The role of HR more than ever is to help management deliver more output for a given total salary cost or deliver the same output for a lower total salary cost.

The problem is that despite the GFC, unemployment is low, diminishing the available pool of talent. The GFC has also created unhappy employees, unrewarded despite ever increasing workloads and although hanging on to their jobs, they are ready to jump to the next business that promises a better situation.

Employers need to change their traditional recruitment strategies to improve the chances of hiring the right person first time.

The reality is that recruitment techniques, the traditional interview, panel interview, reference checks, and psychometric testing all create a sophisticated enough process to find good candidates, even great candidates. The problem is that they are often the wrong candidate for the role. Research has identified that 30% of people believe they are in the wrong job. Why, because recruitment processes focus on experience instead of what a person is innately good at.
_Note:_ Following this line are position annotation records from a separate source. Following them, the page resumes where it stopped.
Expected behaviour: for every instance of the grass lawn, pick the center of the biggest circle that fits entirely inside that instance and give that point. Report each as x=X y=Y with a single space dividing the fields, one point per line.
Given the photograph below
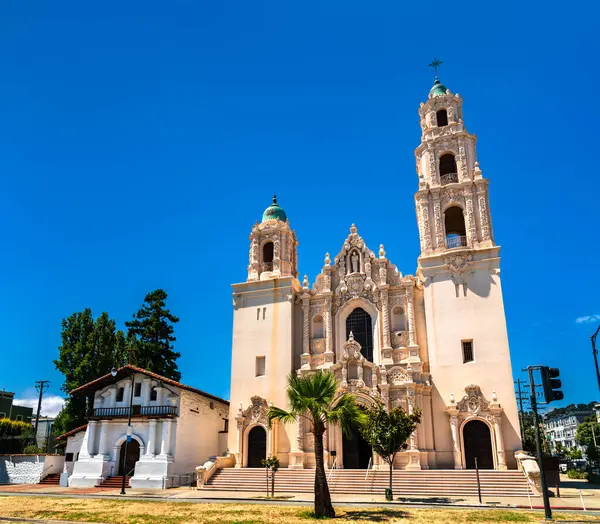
x=141 y=512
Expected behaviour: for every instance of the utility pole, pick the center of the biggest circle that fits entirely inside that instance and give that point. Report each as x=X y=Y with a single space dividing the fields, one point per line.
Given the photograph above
x=521 y=412
x=595 y=352
x=538 y=442
x=41 y=386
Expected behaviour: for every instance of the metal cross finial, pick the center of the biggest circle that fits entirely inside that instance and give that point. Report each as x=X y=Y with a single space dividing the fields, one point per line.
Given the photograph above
x=435 y=64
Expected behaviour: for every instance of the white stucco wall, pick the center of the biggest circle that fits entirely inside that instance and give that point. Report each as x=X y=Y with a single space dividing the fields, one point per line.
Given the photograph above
x=263 y=322
x=28 y=469
x=479 y=316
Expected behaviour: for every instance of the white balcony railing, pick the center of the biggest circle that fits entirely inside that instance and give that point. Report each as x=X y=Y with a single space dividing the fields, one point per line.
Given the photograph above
x=449 y=178
x=457 y=241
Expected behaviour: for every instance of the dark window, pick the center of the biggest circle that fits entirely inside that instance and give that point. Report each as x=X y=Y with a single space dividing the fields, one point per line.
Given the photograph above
x=442 y=118
x=447 y=165
x=268 y=256
x=467 y=351
x=359 y=322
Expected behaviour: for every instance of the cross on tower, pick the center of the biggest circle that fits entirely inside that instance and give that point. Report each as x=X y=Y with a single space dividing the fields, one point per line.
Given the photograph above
x=435 y=64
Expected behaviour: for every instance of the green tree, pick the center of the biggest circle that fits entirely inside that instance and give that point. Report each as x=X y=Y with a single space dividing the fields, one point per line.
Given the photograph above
x=387 y=433
x=150 y=335
x=586 y=432
x=89 y=349
x=312 y=397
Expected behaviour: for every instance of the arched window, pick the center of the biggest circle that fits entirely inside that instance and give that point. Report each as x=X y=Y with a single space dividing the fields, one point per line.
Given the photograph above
x=398 y=319
x=268 y=256
x=448 y=170
x=442 y=118
x=456 y=235
x=318 y=326
x=359 y=322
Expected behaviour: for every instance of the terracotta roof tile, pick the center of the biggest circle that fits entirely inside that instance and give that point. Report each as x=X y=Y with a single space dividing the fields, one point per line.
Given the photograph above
x=124 y=372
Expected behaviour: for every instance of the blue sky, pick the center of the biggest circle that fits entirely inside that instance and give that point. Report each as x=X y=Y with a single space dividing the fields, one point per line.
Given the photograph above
x=139 y=141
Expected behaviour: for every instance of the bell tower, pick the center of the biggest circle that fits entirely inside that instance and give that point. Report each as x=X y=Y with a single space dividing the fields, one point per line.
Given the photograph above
x=459 y=266
x=272 y=246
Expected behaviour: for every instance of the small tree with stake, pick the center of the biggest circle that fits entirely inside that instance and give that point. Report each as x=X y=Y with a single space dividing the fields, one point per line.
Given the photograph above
x=271 y=464
x=387 y=433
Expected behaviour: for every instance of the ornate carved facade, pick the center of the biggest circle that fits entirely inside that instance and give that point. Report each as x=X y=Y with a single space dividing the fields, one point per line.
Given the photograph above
x=407 y=341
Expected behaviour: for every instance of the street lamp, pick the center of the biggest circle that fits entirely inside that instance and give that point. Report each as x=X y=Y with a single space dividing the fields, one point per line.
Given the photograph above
x=113 y=372
x=595 y=352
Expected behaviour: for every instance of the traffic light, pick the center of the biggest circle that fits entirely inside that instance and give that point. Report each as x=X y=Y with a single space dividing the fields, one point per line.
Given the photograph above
x=551 y=384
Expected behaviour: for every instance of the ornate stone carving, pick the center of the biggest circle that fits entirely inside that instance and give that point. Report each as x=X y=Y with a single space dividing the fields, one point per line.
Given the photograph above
x=458 y=263
x=474 y=401
x=257 y=411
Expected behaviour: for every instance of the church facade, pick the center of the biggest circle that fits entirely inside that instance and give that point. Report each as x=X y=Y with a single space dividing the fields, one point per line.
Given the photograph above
x=436 y=341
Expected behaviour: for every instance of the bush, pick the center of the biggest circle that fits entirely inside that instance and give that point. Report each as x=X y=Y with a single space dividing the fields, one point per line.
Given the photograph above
x=32 y=449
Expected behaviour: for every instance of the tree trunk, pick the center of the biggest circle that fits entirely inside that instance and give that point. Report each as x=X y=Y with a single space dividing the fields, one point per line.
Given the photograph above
x=323 y=506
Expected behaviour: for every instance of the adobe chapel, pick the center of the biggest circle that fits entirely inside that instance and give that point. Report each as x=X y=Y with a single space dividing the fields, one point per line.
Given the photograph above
x=436 y=340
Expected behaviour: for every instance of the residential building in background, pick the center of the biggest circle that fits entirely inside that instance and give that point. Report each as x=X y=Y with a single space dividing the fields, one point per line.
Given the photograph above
x=12 y=411
x=562 y=428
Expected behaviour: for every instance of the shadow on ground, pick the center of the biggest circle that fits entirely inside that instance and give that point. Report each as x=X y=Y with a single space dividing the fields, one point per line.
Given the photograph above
x=379 y=515
x=430 y=500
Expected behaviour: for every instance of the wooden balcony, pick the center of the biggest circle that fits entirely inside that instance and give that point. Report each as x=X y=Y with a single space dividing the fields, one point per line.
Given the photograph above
x=137 y=411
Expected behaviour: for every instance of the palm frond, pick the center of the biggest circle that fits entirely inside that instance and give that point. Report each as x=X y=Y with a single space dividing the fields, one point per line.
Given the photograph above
x=280 y=414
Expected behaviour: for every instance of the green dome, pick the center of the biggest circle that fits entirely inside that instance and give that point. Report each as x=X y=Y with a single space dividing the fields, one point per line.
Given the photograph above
x=274 y=212
x=438 y=88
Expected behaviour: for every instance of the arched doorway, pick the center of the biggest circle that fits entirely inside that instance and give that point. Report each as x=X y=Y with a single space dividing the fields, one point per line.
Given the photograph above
x=478 y=443
x=357 y=453
x=131 y=457
x=257 y=446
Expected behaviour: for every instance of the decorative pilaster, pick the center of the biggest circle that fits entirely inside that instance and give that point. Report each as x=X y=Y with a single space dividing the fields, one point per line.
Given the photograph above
x=328 y=332
x=305 y=357
x=385 y=312
x=471 y=225
x=151 y=438
x=440 y=243
x=483 y=209
x=410 y=314
x=92 y=430
x=165 y=445
x=453 y=414
x=103 y=449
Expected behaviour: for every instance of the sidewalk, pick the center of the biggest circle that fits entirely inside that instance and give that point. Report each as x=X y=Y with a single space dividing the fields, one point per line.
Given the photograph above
x=572 y=492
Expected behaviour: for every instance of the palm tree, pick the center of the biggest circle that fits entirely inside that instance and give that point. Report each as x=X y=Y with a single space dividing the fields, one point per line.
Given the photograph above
x=311 y=397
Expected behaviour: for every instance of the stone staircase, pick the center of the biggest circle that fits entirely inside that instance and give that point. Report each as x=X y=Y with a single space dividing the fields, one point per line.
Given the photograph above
x=425 y=483
x=51 y=480
x=114 y=482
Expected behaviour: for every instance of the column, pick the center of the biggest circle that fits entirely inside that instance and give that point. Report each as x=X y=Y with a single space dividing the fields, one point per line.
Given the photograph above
x=305 y=357
x=103 y=445
x=471 y=224
x=151 y=438
x=328 y=334
x=423 y=202
x=385 y=313
x=440 y=242
x=299 y=435
x=499 y=442
x=91 y=449
x=483 y=209
x=410 y=314
x=165 y=445
x=453 y=412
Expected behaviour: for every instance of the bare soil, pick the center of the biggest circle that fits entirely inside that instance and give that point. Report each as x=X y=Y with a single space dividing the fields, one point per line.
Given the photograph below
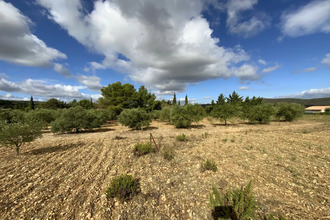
x=64 y=176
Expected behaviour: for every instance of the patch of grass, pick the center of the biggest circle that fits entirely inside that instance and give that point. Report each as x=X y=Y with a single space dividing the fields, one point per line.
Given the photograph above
x=168 y=154
x=143 y=148
x=234 y=204
x=209 y=165
x=181 y=137
x=123 y=187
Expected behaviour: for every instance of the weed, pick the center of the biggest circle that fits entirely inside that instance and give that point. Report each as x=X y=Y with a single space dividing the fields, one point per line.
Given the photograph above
x=123 y=187
x=235 y=204
x=143 y=148
x=181 y=137
x=209 y=165
x=168 y=154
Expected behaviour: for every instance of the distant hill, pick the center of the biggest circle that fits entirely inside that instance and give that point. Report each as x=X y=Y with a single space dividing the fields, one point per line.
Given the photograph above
x=305 y=102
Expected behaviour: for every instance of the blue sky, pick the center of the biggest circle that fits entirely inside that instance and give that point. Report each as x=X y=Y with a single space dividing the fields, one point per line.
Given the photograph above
x=70 y=49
  1. When managers brief recruiters to fill a role, the focus is generally on listing the hard skills required in the role. That is, how many years of experience, or what level of education is essential to perform well in that role. But diversification of jobs has created so many sub-categories of role that it is hard to find anybody who has the precise experience and skills to match a very specific job description. Fewer candidates apply or ever make the first cut and this creates further scarcity.

  2. Then when it comes to the interview and making the appointment, the focus moves away from hard skills to a set of subjectively defined soft skills. Whilst interviewing is necessary to get a sense of the candidate's personality, the process is ineffective at identifying the necessary traits for high performance in a particular role.

    • Most of us make snap judgements when dealing with others.
    • In an interview situation, judgements are made within the first four minutes and even in the face of substantial alternate information we rarely, if ever, review our initial judgment.
    • We rate fast talkers as more intelligent than slow talkers.
    • We make our interview judgments on communication skills.
    • It is extremely difficult to assess intelligence at interview.
    • Most line managers, whilst believing they are good interviewers, find recruitment decision making stressful.


The truth is that there is a lot of talent to be snapped up, if we employ a different strategy and profile jobs scientifically, matching candidate competencies to the precise role they are interviewing for.